Chapter 5: Conclusions

Quantile estimation and hypothesis testing have become increasingly important in applications where the mean-based inference fails to capture important distributional characteristics. In this dissertation, we have developed accurate and computationally efficient methods to help practitioners and researchers in performing inference on normal quantiles and their functions.

We have observed and proved that [chakraborti2007confidence] CI for a normal quantile and the classical one based on the noncentral $t$ distribution are the same. We also proposed a simple alternative normal approximate CI as an alternative to the classical NCT CI. The normal approximate CIs perform as good as the exact classical CIs. The normal approximation is also used to find approximate fiducial distributions for normal quantiles, which are useful to find CIs for the ratio or difference of two normal quantiles. The fiducial approach based on the normal approximation is not only conceptually simple, but also produces accurate CIs even for small samples. Our simulation studies and examples showed that the normal approximate fiducial CIs for a ratio and difference of normal quantiles are very satisfactory with better precision than the NCT fiducial CIs.

Having developed reliable interval estimation procedures, we next addressed formal hypothesis testing for quantiles in multi-group comparison settings. In many clinical and scientific studies, groups may have similar means but differ substantially in other distributional features, making quantile comparisons more informative. We addressed clinical and other comparison studies, several groups are often compared in terms of means. The results of those studies may indicate that the mean effects of the treatments are similar, still does not mean that the treatments have similar effect. Recent articles have shown that a thorough comparison among the groups is to compare them in terms of quantiles. In Chapter LABEL:ch3, we have proposed PB test and a modified LRT. We have compared the proposed tests for quantiles in terms of type I error rates and powers. The proposed MLRT controls the type I error rates very satisfactorily with better power properties. We have also noted that the MLRTs and other tests can also be used to compare the means of normal populations. The MLRTs are better alternative tests for comparing means than the Welch test.
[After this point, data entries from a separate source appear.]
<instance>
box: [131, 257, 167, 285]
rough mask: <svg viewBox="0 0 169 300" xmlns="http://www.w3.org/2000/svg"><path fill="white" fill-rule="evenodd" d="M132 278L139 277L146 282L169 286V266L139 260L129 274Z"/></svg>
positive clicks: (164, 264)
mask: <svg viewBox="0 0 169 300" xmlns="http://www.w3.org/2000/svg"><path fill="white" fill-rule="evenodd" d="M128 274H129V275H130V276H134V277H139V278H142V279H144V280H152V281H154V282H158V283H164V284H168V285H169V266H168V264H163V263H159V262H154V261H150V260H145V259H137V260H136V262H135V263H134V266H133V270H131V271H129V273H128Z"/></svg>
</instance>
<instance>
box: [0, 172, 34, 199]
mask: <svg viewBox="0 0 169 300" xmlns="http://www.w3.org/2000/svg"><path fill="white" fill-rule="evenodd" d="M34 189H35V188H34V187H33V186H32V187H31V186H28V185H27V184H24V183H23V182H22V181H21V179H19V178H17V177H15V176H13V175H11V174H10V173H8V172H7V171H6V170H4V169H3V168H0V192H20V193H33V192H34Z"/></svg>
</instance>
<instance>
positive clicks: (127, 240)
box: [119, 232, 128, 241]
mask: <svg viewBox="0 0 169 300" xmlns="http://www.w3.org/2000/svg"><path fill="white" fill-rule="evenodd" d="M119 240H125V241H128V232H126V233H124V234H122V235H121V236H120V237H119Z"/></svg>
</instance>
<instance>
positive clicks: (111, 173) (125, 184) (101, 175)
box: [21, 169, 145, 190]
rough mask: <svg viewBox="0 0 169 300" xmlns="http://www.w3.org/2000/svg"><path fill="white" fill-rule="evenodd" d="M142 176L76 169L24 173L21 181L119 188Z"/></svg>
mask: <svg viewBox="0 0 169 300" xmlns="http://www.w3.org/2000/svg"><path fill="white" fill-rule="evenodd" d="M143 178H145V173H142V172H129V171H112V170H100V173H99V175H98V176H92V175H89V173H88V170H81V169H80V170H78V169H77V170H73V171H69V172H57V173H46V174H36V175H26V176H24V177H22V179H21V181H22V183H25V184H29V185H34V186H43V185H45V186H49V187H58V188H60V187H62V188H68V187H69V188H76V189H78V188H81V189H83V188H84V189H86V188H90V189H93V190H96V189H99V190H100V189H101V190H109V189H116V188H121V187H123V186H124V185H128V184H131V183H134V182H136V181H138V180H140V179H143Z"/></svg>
The proposed tests are also applicable to compare quantiles of several log-normal distributions because of the one-to-one relations between the normal and lognormal quantiles. However, it should be noted that the MLRTs are not applicable for testing the equality of the means of several lognormal distributions.

We also noted that the pairwise CIs based on the classical noncentral pivotal quantities and the one based on the unbiased estimators of the normal quantiles are essentially the same. As an estimator of a quantile, the minimum variance unbiased estimator ${\widehat{\xi }}_u=\overline{X}+z_{p}aS$ maybe preferred to the usual point estimator $\overline{X}+z_{p}S$ of $\mu +z_p\sigma$, but the CIs based on ${\xi }_u$ is the same as the one based on the classical pivotal quantity. Although we have theoretical evidence from the one-sample problem and strong numerical evidence indicating that these two simultaneous CIs are similar, we are unable to prove it analytically.

Building on the testing framework, we then developed confidence intervals for a common quantile across several normal populations. A common approach to constructing confidence intervals for a parameter of interest is to invert a corresponding hypothesis test. When the test is exact—in the sense that the null distribution of the test statistic does not depend on unknown parameters—the resulting confidence interval is also exact. This framework has been used for combining information from independent samples to construct confidence intervals for a common parameter of several populations. In Chapter LABEL:ch4, we have investigated some numerical methods of obtaining CIs for a common quantile of several normal populations by inverting a combination of independent tests. Inference on a common percentile has direct relevance in medical, pharmaceutical, and industrial applications. The proposed CIs based on combination of NCT tests are exact, but their calculations are numerically involved. To facilitate practical implementation, we provide R code for computing confidence intervals for a common quantile based on the Fisher, inverse chi-square, and inverse normal methods. This R code also computes the fiducial CIs.

To help the practitioners and future researchers, we provide R code in the appendix which can be used to compute CIs for a ratio and difference of two normal quantiles, the p-value of the DK-MLRT, and CIs for the common quantile of several normal populations.